Desmos is nice for interactive tilings.

https://www.desmos.com/calculator/g13zpznnjz

[sobriquet]

Finally got it working (took a bit of debugging).

https://www.desmos.com/calculator/j4inpqllzs

This page was useful and also gave a nice concrete example of a pentagrid with numeric specifics
and the associated penrose tiling:

https://www.vivat-geo.de/de_bruijn_1.html

It's always nice to get a visual proof by matching up your results with another source.

https://i.imgur.com/ZaSlS2w.png

[Chris M. Thomasson]

Oh yeah, you got it!
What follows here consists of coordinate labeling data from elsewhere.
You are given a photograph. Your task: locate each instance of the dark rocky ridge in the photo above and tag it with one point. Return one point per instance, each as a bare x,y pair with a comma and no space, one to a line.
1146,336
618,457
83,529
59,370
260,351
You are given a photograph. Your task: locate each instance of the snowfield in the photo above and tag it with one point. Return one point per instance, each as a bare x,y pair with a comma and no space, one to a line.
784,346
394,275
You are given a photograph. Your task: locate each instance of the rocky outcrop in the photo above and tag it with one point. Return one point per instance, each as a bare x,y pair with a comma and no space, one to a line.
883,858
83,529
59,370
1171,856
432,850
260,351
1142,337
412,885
Very nice.

[sobriquet]

Thx.
Next challenge would be to turn it into an infinite pattern like this one:

https://www.desmos.com/calculator/y8afui25zf

Should be possible I reckon, but I'll have to experiment a bit more to see if it works out ok.

Desmos is nice for math-oriented abstract art, especially now that it allows one to use
the full color palate.

https://www.desmos.com/calculator/ndk5zmig45

[sobriquet]

This version works a bit better, with improved colors.

https://www.desmos.com/calculator/givvd6odiw

[James Waldby]

sobriquet <dohd...@yahoo.com> wrote:
...

> This version works a bit better, with improved colors.
>
> https://www.desmos.com/calculator/givvd6odiw

That looks impressive! However, when I used the scroll wheel to zoom
out, the display has large gray areas out at the edges with separate
tiles scattered around. I don't know if tiles are missing vs. in the
wrong places. Would it be a desmos problem, a browser problem, or do
your formulas not work when there are a couple of hundred tiles on the
screen?

[sobriquet]

You can increase the value of the h0 variable to tile a larger area.
I'm still working on a version that will be tiling the entire plane, but that will be
tricky and I'm not sure it can be done in desmos.